Os cenários previstos pelo IPCC (Painel Intergovernamental para as Alterações Climáticas, das Nações Unidas) não levam em conta os efeitos do permafrost. Outros estudos, no entanto, apontam para que um aumento de dois a três graus centígrados de temperatura seja suficiente para transformar as tundras em produtoras industriais de carbono. É esse o ponto de não retorno. Uma vez em andamento, será mais fácil parar um comboio com a força dos braços do que inverter a situação. Com os oceanos passa-se o mesmo. Ainda que o Homem parasse de poluir neste exacto segundo, se todas as fábricas fechassem e os carros deixassem de funcionar, as águas continuariam a subir durante mais um século. Thor dobra o jornal e vira-se com a rapidez que o seu pesado corpo deixa. “Ainda há quem diga que o melhor é esperar para ver”, lamenta, num inglês tão límpido como as águas do fiorde. “Mas esperar pelo quê? O que eles dizem que aí vem já chegou.”

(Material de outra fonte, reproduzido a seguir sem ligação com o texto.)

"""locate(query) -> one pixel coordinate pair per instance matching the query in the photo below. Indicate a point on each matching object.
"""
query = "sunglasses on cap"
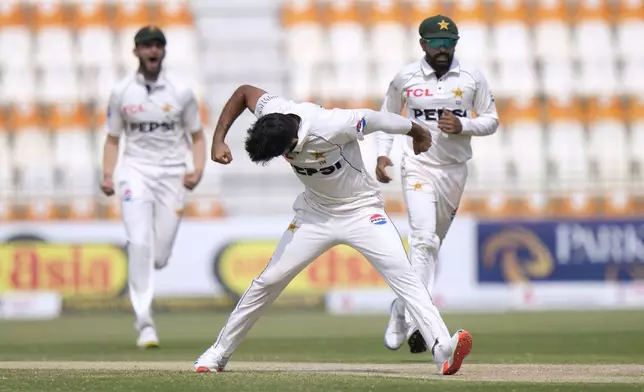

______________________________
Disputa: A nova guerra-fria
O aquecimento do Árctico está a tornar-se apetitoso. Rússia, EUA, Canadá, Dinamarca e Noruega têm tentado provar os seus direitos sobre a região, agora que, com o degelo e o aumento das temperaturas, os seus recursos naturais podem ficar disponíveis sobretudo petróleo e gás. No ano passado, a Rússia enviou dois batiscafos ao Pólo para colocarem uma bandeira no fundo do mar. A Gronelândia organizou, na última terça-feira, 25, um referendo para ampliar a sua autonomia, um passo que não é alheio à independência económica proporcionada pelos hidrocarbonetos. Até a União Europeia anunciou uma estratégia para ajudar os estados do Árctico a equilibrar os problemas do aquecimento com “a necessidade de utilizar (…) os recursos naturais”, nas palavras da comissária para as Relações Externas, Benita Ferrero-Waldner. A nova guerra-fria ainda está no princípio.
_____________________________
Maldivas Mais vale prevenir…
A primeira medida do primeiro Presidente das Maldivas democraticamente eleito não passou por um plano anti crise. Na semana em que tomou posse, no início do mês, Mohamed Nasheed anunciou um fundo destinado a comprar terras para os seus 386 mil conterrâneos. É que as ilhas do Índico correm o risco de desaparecer, por causa do aumento do nível do mar. “Trata-se uma medida de segurança para o pior cenário possível”, disse o Presidente ao jornal britânico The Guardian. Além das Maldivas, também o Bangladesh, a Papua Nova Guiné e as Fiji estão ameaçados. Vanuatu e Tuvalu, no Pacífico, assinaram um protocolo com a Austrália de acolhimento aos seus refugiados climáticos.